After his murder of Abel, and his rejection of God’s inquiry for Abel’s state, the Lord speaks yet again to Cain and to us.

(10) “What have you done? It is the sound of the blood of your brother that is crying out to me from the ground. (11) And now you are cursed from the ground that opened its mouth to take the blood of your brother from your hand. (12) For you will serve the ground. It will not again give its strength to you. It is a wanderer and stumbler that you will be in the land.

God’s judgment of Cain also warns the reader, even the rest of humanity. Nothing is hidden from God’s sight in this fallen world. God’s word answers sin and conveys sin’s wages through Cain’s fate: a miserable, slow dying that ends in death. It is a word to us, the readers, so that we might understand the consequences of our own sin. Life will be hard, justice will be slow, but God and His word will be there with us. This judgment is not the end of his story because we see that this same word protects and sustains Cain while we wait for the rest of the Scriptures to answer even more questions of his life and our lives in a fallen world.

The obvious questions about Cain’s possible repentance (and the sign that follows for his protection) propel us to keep reading further in the Torah, to seek answers and to hook us into the full counsel of God. While scholars debate whether Cain repented, it is clear that God’s word of judgment seeks one goal: the changing of Cain’s heart. And, therein lies the union of God’s judgment and mercy. Both intend to bring life. They are purposefully linked in a fallen world. He desires to be good to man and to give him life out of death by drawing his heart to repentance.

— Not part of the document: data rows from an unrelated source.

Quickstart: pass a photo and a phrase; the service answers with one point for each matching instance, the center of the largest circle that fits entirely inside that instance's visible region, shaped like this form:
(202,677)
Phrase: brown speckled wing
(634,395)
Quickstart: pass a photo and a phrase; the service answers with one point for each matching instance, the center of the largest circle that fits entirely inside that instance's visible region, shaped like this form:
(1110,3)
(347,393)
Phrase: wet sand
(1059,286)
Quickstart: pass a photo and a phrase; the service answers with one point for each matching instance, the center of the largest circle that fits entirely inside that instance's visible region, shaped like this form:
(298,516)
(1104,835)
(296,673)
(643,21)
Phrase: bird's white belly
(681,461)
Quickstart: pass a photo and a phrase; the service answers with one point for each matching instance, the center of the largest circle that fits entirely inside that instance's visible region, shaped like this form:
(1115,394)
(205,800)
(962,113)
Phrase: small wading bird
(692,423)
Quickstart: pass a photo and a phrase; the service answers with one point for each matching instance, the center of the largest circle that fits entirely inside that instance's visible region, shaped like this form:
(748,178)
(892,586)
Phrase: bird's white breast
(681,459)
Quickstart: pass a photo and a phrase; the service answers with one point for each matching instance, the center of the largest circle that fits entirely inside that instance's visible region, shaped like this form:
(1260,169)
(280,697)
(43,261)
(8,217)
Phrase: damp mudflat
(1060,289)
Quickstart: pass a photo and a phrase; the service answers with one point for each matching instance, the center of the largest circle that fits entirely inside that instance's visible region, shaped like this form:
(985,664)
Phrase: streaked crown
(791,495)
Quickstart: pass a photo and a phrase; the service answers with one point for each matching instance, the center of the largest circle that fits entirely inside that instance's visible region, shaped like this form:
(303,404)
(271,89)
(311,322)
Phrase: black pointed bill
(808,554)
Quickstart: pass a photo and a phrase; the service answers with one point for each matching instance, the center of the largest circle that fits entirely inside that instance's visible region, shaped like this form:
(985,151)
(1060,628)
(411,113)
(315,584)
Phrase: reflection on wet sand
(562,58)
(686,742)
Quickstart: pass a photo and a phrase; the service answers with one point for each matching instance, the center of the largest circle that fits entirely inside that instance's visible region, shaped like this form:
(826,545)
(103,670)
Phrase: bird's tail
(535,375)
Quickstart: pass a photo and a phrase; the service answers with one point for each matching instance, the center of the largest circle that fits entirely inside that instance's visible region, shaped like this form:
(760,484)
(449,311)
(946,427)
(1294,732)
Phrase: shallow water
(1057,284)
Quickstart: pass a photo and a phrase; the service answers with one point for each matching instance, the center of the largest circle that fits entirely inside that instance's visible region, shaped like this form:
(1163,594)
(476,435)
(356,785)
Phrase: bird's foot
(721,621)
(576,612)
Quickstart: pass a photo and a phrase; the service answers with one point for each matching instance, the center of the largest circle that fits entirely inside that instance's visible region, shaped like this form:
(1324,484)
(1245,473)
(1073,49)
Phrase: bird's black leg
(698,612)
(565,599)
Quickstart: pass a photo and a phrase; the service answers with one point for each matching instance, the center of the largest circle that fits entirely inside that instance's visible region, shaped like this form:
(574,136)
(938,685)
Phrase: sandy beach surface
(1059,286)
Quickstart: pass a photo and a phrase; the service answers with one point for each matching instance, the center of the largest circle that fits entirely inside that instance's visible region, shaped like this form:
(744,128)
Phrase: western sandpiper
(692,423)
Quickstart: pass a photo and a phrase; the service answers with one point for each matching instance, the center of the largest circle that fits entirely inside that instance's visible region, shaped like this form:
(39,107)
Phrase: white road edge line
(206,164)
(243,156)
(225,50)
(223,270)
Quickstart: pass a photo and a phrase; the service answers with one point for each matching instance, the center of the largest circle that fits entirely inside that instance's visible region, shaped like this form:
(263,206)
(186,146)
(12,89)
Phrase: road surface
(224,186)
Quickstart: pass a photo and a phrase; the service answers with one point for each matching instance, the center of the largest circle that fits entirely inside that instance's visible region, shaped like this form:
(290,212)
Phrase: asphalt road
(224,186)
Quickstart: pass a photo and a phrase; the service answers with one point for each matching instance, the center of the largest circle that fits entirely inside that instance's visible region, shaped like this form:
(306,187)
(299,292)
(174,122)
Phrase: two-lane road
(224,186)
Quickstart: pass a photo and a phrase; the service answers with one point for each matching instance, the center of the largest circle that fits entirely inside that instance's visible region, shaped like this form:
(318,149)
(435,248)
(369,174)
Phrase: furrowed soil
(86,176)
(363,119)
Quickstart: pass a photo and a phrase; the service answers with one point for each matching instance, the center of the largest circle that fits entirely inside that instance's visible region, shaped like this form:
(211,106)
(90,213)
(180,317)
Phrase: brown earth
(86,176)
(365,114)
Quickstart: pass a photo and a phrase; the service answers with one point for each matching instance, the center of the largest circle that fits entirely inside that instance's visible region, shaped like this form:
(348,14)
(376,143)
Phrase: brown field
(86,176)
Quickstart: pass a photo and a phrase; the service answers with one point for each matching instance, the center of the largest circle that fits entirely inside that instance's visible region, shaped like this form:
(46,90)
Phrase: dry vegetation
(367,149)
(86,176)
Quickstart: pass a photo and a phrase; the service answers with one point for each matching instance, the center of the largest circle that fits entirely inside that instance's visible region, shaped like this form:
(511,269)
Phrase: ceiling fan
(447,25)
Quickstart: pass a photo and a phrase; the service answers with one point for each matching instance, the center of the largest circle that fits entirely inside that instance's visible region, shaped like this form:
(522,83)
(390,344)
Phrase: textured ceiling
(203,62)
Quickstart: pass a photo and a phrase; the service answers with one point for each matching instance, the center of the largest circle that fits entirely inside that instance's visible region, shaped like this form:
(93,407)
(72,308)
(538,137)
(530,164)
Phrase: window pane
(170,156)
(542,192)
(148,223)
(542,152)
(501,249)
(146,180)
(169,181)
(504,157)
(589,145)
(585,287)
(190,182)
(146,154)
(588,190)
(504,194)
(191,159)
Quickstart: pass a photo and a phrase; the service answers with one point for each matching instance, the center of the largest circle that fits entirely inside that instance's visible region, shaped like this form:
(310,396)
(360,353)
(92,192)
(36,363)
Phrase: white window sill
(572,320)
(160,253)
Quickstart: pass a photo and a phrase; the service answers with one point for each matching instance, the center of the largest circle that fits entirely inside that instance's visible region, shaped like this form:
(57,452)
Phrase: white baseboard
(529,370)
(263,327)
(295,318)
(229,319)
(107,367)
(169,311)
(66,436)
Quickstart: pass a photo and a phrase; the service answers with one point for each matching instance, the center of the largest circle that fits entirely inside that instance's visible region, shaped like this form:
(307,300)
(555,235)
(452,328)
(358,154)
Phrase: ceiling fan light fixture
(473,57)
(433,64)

We are not alone; we have God’s word. A genuine believer reveals his life with God by listening to the Scripture and its humbling depictions of our hearts in light of God’s perfection. Sitting under the biblical text prompts us to keep asking questions about life that only the cross answers. The Spirit transforms the questioning of the story into real life. He hooks us, draws us, and seals us to walk with Him as He also brings forward even more questions of God, man and salvation – so that our joy in the Savior might increase. The arm of the Scripture is not too short to save. No popcorn needed.